To test the above hypothesis, we first mapped the sites on Ana2 phosphorylated by Plk4 in vitro and tested the significance of their modification. Mass spectrometric analysis revealed multiple Plk4 phosphorylation sites of which four serine residues (S318, S365, S370, and S373) (Figures 1B and 1C, arrows, Figure S1G) stood out because their total spectral counts (times a particular phospho-peptide was detected) were much higher than any others. Moreover, they seemed to be the only Plk4 sites in the C-terminal part of Ana2 as their mutation to alanine prevented phosphorylation by Plk4 in vitro (Figures 1D and S1F). Their functional importance was also suggested by their conservation within the STAN motif that characterizes Ana2 orthologs (Figure 1C) and the finding that phosphorylation of the same sites could be detected in vivo (see Figure S1G and legend). To test their biological significance, we asked whether Ana2 with alanine substitutions at these sites (Ana2-4A) would permit centriole duplication.
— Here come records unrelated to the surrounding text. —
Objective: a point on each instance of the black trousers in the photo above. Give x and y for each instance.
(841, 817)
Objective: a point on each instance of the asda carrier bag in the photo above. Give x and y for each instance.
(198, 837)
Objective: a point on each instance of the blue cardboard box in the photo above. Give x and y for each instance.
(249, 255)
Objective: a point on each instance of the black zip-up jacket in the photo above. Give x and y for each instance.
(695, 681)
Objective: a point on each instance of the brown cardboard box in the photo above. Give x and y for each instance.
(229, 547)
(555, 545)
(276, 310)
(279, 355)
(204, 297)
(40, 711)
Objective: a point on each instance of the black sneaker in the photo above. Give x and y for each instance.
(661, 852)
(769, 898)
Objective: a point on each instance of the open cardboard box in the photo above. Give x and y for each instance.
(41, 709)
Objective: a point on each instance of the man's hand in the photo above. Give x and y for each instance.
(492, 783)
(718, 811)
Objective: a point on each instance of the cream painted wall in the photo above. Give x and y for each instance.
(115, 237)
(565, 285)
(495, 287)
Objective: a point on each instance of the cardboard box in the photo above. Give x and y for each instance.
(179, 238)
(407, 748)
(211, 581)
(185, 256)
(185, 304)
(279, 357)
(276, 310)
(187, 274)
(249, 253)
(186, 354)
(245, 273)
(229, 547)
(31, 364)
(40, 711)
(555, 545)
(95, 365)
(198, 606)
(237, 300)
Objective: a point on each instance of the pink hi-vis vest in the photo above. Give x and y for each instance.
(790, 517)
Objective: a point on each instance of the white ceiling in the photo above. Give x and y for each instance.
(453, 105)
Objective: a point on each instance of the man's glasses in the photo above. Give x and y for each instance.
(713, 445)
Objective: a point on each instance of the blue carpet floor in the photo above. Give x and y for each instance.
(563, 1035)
For this purpose we first established two D.Mel-2 cell lines, stably expressing untagged versions of either wild-type Ana2 (Ana2-WT) or Ana2-4A that each lacked the UTRs of the endogenous gene. We then depleted endogenous Ana2 from these lines using dsRNA against its UTRs. Three 4-day treatments of control D.Mel-2 cells with ds ana2-UTR RNA led to complete loss of centrioles from 68% of cells (data not shown). By contrast, depletion of endogenous Ana2 from the line expressing the Ana2-WT transgene had no significant effect upon centriole number, indicating that it can fully substitute for the endogenous protein. However, expression of transgenic Ana2-4A not only failed to rescue endogenous Ana2 depletion, but also had a significant dominant-negative effect, an increased proportion of cells lacking centrioles following control-RNAi (Figures 1E and 1F). Together this demonstrates the functional importance of these four conserved serines in the STAN motif of Ana2 for centriole duplication.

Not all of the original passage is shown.